The rules committee did, however, recommend a zoning change on U.S. 231 North, as well as changes to the county zoning resolution related to stand-alone accessory buildings and homeless shelters.
The county, which regulates construction outside city limits, currently follows the 2003 edition of the International Building Code, which is published every three years. If any city or county is using a version of the code more than seven years old, the State of Tennessee has the power to come in and impose its own minimum building codes, and its own inspection fees, county zoning enforcer Kay Demonbren said last month.
Bedford County Planning Commission recommended earlier this month that the county adopt the new 2009 edition of the code but exempt itself from a provision requiring fire protection sprinkler systems for one-family and two-family dwellings. Planners said some rural areas don't have sufficient water pressure to operate a fire sprinkler system, meaning that new homes would have to include not only the sprinkler system itself but a water storage tank and pump dedicated to supplying it. County building inspector Edward Antosh said that sprinkler systems could add as much as $6,000 to the price of a home once all costs are figured in.
The City of Shelbyville opted out of the sprinkler system requirements the last time it adopted the code.
Commissioner Mark Thomas, who is also chief of Bedford County Fire Department, defended the sprinkler requirement, saying that even if there's not sufficient water pressure at a location today there may be in the future.
"They'll eventually have that water pressure," he said. He said that given some of the large three-story and four-story homes, which have been built in the rural part of the county, the cost of a sprinkler system is a reasonable expense.
The rules committee voted to pass the 2009 code on to the full commission but without adding its own recommendation.
The state is talking about making sprinkler systems mandatory, said some planners last month.
Other changes in the 2009 edition of the code include requiring carbon monoxide alarms, locking caps for air conditioning refrigerant circuits (to prevent abuse of the refrigerant by inhaling it), expansion tanks on hot water heaters, and a permanent certificate showing a building's insulation value.
The code applies to new construction or expansion.
* The rules committee voted to recommend a rezoning request from Roger Smith that property at 3225 U.S. 231 North be rezoned from A-1 (agriculture) to C-2 (commercial). Smith currently operates Smith Equipment at the site under a special exception. But he would like to add additional product lines, such as farm trucks, to the existing business which might take it beyond the terms of the special exception. That, he told the committee, is why he is requesting a rezoning.
* The committee voted to recommend a change to the zoning resolution to allow accessory structures to be built on their own. Current zoning regulations define accessory structures exclusively in terms of the primary structure on a lot, which makes it impossible to put up an accessory structure on its own. But someone who owns undeveloped property might want an accessory structure such as a shed to house lawn equipment, even though there's no immediate plan to build a primary structure. The accessory structure would need to be placed in such a manner that a primary structure could eventually be built in front of it, as required by current regulations.

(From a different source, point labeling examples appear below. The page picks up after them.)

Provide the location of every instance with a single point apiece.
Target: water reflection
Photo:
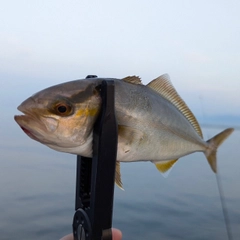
(37, 194)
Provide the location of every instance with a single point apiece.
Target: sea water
(37, 193)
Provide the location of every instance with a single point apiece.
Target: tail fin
(214, 143)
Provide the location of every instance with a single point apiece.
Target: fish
(154, 122)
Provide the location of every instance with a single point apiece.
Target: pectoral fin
(118, 180)
(165, 166)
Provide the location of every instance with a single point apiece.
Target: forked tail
(214, 143)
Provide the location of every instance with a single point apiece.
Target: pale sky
(197, 43)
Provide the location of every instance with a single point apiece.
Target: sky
(197, 43)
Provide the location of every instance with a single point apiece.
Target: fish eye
(63, 109)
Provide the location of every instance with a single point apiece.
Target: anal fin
(165, 167)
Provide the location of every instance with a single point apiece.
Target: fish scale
(154, 123)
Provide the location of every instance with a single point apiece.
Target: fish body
(154, 123)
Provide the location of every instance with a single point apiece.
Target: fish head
(62, 116)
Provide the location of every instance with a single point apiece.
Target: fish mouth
(31, 125)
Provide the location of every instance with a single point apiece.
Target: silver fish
(154, 123)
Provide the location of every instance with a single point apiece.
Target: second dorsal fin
(164, 87)
(132, 79)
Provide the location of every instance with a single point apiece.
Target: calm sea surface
(37, 193)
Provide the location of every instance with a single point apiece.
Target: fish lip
(23, 120)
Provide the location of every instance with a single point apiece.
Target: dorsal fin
(132, 79)
(164, 87)
(118, 180)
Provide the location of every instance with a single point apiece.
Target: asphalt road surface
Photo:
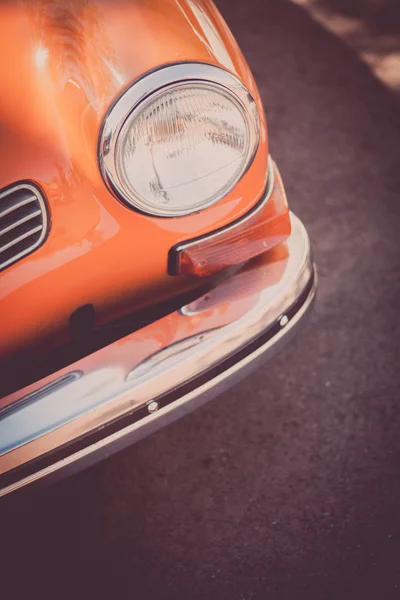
(287, 486)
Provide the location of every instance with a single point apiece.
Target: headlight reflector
(183, 146)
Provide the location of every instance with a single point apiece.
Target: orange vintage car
(148, 258)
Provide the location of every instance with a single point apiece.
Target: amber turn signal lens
(266, 227)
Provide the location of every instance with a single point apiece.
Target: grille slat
(23, 222)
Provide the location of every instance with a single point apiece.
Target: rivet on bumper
(284, 320)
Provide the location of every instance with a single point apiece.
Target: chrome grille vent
(23, 222)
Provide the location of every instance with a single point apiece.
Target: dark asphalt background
(287, 486)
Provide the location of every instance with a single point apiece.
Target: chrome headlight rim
(147, 86)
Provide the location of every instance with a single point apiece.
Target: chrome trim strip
(170, 75)
(110, 388)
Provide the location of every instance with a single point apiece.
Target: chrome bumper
(155, 375)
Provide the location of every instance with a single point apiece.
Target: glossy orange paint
(69, 59)
(206, 314)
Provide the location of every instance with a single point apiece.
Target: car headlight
(179, 139)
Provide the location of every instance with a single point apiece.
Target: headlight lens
(183, 147)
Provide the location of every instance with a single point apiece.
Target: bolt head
(152, 407)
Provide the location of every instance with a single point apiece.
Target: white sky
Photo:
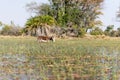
(14, 10)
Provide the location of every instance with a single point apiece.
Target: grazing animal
(45, 38)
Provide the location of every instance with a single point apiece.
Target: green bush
(81, 32)
(96, 31)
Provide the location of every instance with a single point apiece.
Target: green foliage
(96, 31)
(81, 32)
(39, 20)
(36, 22)
(108, 30)
(0, 23)
(11, 30)
(80, 12)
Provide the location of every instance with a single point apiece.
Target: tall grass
(75, 59)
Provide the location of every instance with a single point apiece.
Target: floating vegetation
(79, 59)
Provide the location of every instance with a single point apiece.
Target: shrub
(81, 32)
(96, 31)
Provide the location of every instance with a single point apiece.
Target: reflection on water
(19, 67)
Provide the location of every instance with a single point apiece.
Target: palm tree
(39, 25)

* The committee voted to recommend adding a provision for homeless shelters to the county zoning resolution. County zoning enforcer Kay Demonbren told the committee that the county must make some provision for any legal land use; the county can require that a use be restricted to a particular zone but can't simply exclude it outright. A recent inquiry about placing a homeless shelter in a rural area led planners to propose adding shelters as a special exception to the C-1 (commercial) zone. That means anyone who wanted to open a homeless shelter in a rural area would first have to ask for a rezoning (assuming the site wasn't already C-1; the rural part of the county has relatively few C-1 sites), and then, once the rezoning had been granted, would have to ask the Board of Zoning Appeals for a special exception within the zone. That would give neighbors of the site the opportunity to express any concerns they might have.